- Born: December 9, 1910 Meskwaki Settlement
- Died: October 15, 1996 (aged 85)
- Alma mater: Haskell Indian Nations University ;
- Occupation: Textile artist
- Awards: Iowa Women's Hall of Fame (1993) ;

= Jean Adeline Morgan Wanatee =

Native American and women's rights activist

Jean Adeline Morgan Wanatee (December 9, 1910 – October 15, 1996) was a Meskwaki activist for Native American and women's rights. Wanatee was an artist and tribal leader dedicated to preserving and sharing the traditional culture and language of the Meskwaki. She was the first woman elected to the Meskwaki Tribal Council and the first Native American to be inducted into the Iowa Women's Hall of Fame.

==Early life and education==
Jean Adeline Morgan was born on December 9, 1910, on the Meskwaki Settlement near Tama, Iowa. She was a member of the Wolf clan; her parents were Earl Morgan and Annie Waseskuk Morgan. Her father died when she was nine months old; she and her mother moved in with her grandmother until her mother remarried. She was known by friends as "Adeline".

Adeline attended the Sac and Fox Day School until 1923, when she was sent to a government boarding school, the Flandreau Indian School on the Flandreau Indian Reservation in South Dakota. In the eighth grade she returned to attend public schools in Tama. She went on to earn a degree from the Haskell Institute in 1931.

In her late teens, she worked for two years at the Toledo Sanatorium.

She married Frank David Wanatee in 1932; they had nine children, though two died as young children.

==Later life==
When she returned to Iowa after graduating from the Haskell Institute, Wanatee worked at the Sac and Fox Day School, teaching sewing, cooking, art, and the Meskwaki language. After her own experience of being sent to a distant boarding school, she believed that Native American children should be educated close to home, and worked on state and national committees to prevent Native children from routinely being sent to assimilationist boarding schools. She served as the chair of the school board of the Meskwaki, and she was a founding member of the Coalition of Indian-Controlled School Boards, an organization dedicated to parental and community control of Indian education. She also wrote a chapter titled "Education, the Family, and the Schools" in the 1978 book The Worlds Between Two Rivers: Perspectives on American Indians in Iowa.

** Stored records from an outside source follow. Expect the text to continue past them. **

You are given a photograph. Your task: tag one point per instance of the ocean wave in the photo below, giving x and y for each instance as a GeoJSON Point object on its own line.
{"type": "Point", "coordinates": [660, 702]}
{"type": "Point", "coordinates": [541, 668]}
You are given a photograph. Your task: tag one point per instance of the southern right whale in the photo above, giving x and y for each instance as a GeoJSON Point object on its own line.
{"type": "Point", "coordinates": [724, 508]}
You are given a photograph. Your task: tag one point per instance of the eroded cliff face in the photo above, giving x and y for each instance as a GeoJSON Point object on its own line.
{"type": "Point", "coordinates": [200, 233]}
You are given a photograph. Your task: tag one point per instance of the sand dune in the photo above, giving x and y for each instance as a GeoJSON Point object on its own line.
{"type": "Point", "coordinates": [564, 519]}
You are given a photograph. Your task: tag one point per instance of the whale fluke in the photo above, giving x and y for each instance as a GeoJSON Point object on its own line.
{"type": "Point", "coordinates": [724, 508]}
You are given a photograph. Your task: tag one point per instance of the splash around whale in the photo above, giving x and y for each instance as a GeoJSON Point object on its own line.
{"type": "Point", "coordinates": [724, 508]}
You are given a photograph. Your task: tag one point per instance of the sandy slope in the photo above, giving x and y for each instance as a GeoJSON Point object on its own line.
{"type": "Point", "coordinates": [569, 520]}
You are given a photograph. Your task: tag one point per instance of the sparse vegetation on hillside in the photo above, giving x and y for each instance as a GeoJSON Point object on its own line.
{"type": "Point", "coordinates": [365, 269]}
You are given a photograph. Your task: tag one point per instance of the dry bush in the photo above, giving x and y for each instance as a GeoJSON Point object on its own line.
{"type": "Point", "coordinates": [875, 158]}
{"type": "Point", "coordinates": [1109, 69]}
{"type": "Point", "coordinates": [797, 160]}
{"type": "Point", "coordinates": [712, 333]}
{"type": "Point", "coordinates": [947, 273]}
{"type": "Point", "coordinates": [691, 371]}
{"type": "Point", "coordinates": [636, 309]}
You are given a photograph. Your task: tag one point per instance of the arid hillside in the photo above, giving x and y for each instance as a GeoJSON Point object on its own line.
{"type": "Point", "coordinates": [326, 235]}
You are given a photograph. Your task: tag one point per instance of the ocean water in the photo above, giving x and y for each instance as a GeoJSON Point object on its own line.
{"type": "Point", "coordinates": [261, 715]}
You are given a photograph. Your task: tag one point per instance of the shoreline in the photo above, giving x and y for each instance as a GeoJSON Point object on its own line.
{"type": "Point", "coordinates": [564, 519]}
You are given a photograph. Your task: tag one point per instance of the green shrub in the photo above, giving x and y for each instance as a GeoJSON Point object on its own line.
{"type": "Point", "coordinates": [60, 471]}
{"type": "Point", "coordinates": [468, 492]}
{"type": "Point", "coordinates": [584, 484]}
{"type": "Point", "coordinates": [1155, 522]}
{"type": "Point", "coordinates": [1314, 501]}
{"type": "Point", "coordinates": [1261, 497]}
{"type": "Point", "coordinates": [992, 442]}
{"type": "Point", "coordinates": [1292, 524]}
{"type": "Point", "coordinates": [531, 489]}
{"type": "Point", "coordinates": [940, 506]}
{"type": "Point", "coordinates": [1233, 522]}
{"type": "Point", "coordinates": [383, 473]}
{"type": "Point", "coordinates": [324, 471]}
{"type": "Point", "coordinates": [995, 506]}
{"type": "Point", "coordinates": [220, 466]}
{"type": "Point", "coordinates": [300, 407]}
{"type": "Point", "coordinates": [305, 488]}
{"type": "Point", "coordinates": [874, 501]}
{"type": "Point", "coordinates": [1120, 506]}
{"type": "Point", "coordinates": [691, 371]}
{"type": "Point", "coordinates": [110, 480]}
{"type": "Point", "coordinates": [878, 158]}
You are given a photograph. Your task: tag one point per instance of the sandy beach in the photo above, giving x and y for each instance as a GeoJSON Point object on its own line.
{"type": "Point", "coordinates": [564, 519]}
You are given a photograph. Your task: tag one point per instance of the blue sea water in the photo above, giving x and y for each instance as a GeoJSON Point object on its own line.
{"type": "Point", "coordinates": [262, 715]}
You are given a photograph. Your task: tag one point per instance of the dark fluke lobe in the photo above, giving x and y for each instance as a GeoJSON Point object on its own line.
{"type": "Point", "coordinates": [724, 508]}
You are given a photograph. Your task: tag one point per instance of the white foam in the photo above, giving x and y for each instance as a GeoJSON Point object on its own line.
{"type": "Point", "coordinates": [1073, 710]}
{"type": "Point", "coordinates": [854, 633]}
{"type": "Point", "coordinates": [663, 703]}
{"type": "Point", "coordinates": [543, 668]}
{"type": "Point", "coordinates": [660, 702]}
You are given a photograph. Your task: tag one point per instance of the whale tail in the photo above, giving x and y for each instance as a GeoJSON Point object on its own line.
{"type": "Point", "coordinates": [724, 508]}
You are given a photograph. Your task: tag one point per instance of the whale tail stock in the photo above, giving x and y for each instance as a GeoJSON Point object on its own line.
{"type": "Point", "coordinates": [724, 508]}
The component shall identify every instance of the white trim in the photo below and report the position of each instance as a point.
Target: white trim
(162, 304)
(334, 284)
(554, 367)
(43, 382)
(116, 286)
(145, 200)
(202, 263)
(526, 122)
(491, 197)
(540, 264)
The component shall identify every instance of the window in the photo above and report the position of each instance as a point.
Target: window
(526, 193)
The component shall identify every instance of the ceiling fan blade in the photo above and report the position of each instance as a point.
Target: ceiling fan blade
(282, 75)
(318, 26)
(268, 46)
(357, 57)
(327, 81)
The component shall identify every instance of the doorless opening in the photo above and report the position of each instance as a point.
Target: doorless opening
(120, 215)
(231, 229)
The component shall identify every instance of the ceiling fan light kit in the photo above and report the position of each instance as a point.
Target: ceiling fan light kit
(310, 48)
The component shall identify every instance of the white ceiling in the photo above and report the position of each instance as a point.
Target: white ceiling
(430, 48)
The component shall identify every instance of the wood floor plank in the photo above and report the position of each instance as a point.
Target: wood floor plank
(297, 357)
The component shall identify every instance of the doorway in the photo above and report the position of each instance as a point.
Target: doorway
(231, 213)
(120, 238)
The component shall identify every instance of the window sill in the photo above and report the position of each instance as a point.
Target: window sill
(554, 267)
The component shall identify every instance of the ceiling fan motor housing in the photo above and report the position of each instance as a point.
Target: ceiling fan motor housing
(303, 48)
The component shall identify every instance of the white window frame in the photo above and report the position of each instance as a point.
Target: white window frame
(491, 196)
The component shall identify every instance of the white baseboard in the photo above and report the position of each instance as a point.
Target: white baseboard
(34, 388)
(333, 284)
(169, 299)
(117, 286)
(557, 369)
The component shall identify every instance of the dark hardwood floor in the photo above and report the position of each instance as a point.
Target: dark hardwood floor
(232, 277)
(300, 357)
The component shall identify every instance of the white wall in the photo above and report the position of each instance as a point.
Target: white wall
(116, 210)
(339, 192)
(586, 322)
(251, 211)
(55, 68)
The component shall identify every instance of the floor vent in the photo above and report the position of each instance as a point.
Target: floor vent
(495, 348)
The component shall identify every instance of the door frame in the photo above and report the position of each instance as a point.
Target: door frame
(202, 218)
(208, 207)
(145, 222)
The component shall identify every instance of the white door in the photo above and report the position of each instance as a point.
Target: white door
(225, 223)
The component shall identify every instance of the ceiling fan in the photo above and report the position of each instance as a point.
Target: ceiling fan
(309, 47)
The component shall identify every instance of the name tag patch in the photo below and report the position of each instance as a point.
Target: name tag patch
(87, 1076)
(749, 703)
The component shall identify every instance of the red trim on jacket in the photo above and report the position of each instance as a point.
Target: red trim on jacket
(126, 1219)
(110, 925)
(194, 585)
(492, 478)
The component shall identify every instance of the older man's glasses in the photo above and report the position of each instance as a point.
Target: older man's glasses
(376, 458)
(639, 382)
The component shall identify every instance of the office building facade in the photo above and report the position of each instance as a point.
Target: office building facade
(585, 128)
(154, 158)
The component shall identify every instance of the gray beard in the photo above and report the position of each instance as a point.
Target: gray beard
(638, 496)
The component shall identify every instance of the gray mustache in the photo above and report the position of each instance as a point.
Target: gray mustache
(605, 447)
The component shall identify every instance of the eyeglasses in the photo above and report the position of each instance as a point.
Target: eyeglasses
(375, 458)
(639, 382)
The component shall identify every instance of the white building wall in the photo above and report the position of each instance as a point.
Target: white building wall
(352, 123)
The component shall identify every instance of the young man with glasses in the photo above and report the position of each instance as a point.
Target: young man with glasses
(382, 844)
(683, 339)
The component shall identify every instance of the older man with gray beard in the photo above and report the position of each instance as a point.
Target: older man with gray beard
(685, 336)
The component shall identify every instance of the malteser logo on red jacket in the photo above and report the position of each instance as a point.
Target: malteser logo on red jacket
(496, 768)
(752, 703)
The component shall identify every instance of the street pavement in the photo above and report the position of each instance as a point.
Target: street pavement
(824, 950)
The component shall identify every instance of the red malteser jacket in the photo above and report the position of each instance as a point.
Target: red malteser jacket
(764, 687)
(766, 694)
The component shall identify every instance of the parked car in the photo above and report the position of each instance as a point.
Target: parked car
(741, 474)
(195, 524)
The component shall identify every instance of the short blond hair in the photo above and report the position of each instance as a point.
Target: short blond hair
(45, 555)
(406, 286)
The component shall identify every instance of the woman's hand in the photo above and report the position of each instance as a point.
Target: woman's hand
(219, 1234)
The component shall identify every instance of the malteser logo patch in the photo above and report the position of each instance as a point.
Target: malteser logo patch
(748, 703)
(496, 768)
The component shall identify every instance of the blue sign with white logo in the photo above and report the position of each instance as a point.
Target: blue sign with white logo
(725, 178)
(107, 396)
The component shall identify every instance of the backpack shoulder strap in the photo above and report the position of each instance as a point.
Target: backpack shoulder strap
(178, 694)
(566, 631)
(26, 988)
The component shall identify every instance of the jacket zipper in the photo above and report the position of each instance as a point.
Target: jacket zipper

Wanatee served as a resource for scholars interested in traditional Meskwaki culture, language, and art, including work as a Meskwaki language specialist for the Smithsonian Institution. She helped create an elementary school textbook for the Meskwaki language. She was a member of the Iowa Arts Council's "artist-in-the-schools" program, teaching traditional Meskwaki weaving to members of the community. Her artwork included appliqué and ribbon work, and her specialty was weaving yarn sashes with a traditional finger-weaving (warp face braiding) technique.

Wanatee was the first woman elected to the Meskwaki Tribal Council, where she served two four-year terms. She was also the first woman to be a part of the Meskwaki Pow Wow Association. She had multiple roles in promoting the health of Native Americans, including serving as a tribal health representative and being appointed as a delegate for the National Indian Council on Aging. Wanatee established a center for community health and nutrition for members of the Meskwaki Nation.

She died in Tama on October 15, 1996, and was buried in the Meskwaki Cemetery.

==Recognition==
In 1993, she became the first Native American to be inducted as a member of the Iowa Women's Hall of Fame.

A park near Marion, Iowa was renamed in 2020 from Squaw Creek Park to Wanatee Park in honor of Wanatee's activism. It was the first instance of a public space in Iowa renamed to recognize Indigenous Iowans.

In 2020, the editors of USA Today published the "Women of the Century" project in commemoration of the 19th Amendment, asking experts from each state to identify ten women who made significant accomplishments in the period of 1920 to 2020. Wanatee was one of the ten women recognized for their important work within the state of Iowa.